The official said Israel hoped to avoid publicity around the move, one in a series of logistical and legal stages before construction begins. The number of new homes planned for Ramat Shlomo had been reduced, the official said, because of environmental concerns.
In Washington, U.S. State Department spokeswoman Jen Psaki said the reports contradicted the Israeli government’s stated goal of a peace agreement.
“This flies in the face of that,” Psaki told reporters at her daily briefing, saying the United States had seen reports of the planned construction but not any details.
“It is unfortunate for this to move forward given not just the view of the United States, but the view of many in the international community,” she added.
The European Union asked Israel for clarifications about Netanyahu’s promotion of the Har Homa and Ramat Shlomo projects.
Netanyahu, whose relations with U.S. President Barack Obama have long been strained, also drew criticism from the White House earlier this month after some two dozen Jewish families moved into homes purchased in an Arab neighborhood of East Jerusalem where about 500 settlers already live.
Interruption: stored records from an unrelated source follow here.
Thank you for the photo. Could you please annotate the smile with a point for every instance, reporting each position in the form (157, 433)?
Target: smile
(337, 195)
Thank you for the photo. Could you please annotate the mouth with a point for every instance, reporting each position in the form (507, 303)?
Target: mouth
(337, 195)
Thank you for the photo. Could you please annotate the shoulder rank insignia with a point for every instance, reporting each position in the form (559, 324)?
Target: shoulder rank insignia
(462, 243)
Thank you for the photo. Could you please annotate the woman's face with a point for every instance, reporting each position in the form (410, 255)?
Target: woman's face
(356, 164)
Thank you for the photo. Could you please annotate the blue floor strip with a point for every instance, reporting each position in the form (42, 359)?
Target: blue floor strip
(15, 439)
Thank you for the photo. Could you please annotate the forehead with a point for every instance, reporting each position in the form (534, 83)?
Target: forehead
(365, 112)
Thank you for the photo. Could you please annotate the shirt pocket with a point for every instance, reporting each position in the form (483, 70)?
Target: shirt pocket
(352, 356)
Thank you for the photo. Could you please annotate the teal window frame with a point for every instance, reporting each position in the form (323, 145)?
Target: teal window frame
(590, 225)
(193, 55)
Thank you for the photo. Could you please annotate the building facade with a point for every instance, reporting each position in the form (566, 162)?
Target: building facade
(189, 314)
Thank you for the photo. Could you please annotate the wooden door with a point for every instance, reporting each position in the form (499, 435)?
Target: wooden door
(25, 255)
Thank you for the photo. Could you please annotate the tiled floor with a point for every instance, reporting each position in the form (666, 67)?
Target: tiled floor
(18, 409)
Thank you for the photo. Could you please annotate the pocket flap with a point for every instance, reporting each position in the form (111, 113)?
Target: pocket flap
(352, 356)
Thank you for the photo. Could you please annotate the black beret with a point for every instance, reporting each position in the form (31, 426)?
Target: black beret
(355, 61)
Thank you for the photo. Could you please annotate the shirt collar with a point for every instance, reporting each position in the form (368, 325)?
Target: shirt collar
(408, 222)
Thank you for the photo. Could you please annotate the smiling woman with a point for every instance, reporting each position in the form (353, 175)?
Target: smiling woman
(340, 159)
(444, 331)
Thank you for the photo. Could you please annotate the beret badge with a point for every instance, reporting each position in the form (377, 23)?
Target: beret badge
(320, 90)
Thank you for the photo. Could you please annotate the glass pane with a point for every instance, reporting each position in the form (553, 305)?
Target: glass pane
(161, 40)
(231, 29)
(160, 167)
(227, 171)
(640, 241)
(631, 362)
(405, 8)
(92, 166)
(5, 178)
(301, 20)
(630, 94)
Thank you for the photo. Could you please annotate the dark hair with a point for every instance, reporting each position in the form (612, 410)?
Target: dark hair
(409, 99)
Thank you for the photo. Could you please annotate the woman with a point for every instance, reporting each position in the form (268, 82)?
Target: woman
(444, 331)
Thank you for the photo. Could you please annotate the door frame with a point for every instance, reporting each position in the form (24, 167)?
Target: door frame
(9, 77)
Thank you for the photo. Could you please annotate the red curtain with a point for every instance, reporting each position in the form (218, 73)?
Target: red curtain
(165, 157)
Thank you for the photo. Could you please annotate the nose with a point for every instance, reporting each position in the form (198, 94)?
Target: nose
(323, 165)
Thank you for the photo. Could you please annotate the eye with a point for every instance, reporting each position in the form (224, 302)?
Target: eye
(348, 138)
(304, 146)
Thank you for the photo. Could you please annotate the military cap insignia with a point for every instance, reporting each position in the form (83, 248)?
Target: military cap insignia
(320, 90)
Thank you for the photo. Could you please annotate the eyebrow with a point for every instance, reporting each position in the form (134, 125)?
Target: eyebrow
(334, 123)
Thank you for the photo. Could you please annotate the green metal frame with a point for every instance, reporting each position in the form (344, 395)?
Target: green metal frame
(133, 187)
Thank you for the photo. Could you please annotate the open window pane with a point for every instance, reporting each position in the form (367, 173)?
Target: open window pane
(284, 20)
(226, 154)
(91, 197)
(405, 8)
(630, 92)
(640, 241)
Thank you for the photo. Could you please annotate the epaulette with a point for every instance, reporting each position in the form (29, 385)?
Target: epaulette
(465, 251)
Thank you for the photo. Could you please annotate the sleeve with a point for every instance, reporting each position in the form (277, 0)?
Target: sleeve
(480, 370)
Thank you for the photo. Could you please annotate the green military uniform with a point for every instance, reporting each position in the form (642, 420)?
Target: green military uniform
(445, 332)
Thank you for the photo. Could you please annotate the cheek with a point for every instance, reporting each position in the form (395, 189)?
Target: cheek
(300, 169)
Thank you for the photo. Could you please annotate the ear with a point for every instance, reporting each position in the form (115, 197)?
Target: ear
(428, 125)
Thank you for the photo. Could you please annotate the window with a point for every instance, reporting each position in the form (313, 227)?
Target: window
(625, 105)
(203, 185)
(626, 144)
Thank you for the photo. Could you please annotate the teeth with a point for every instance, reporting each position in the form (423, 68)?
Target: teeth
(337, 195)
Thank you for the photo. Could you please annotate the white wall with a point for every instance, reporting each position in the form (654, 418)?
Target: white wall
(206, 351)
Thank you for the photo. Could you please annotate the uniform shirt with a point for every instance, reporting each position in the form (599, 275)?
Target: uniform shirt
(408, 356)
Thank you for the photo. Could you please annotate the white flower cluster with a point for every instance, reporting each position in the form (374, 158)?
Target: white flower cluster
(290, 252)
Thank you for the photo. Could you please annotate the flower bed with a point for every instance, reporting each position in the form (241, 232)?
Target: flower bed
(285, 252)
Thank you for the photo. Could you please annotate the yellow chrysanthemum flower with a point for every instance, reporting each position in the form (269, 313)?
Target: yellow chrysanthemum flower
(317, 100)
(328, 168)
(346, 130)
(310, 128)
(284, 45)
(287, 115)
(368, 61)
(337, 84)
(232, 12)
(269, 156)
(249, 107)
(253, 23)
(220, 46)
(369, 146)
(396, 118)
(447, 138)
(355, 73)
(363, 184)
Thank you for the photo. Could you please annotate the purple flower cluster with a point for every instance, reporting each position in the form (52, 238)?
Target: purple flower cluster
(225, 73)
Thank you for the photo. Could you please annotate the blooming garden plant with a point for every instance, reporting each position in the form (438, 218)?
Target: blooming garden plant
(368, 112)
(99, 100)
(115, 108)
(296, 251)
Peace Now, an Israeli anti-settlement movement, has warned that moving forward with the Har Homa and Ramat Shlomo plans could further inflame tensions in East Jerusalem, the scene of daily confrontations between stone-throwing Palestinians and police in riot gear.
Israel regards all of Jerusalem as its “indivisible and eternal” capital, a claim not recognized internationally, and says Jews have the right to live anywhere in the city.
Some 500,000 Israelis have settled in the West Bank and East Jerusalem, among 2.4 million Palestinians. The World Court says settlements Israel has built there are illegal, a view Israel disputes.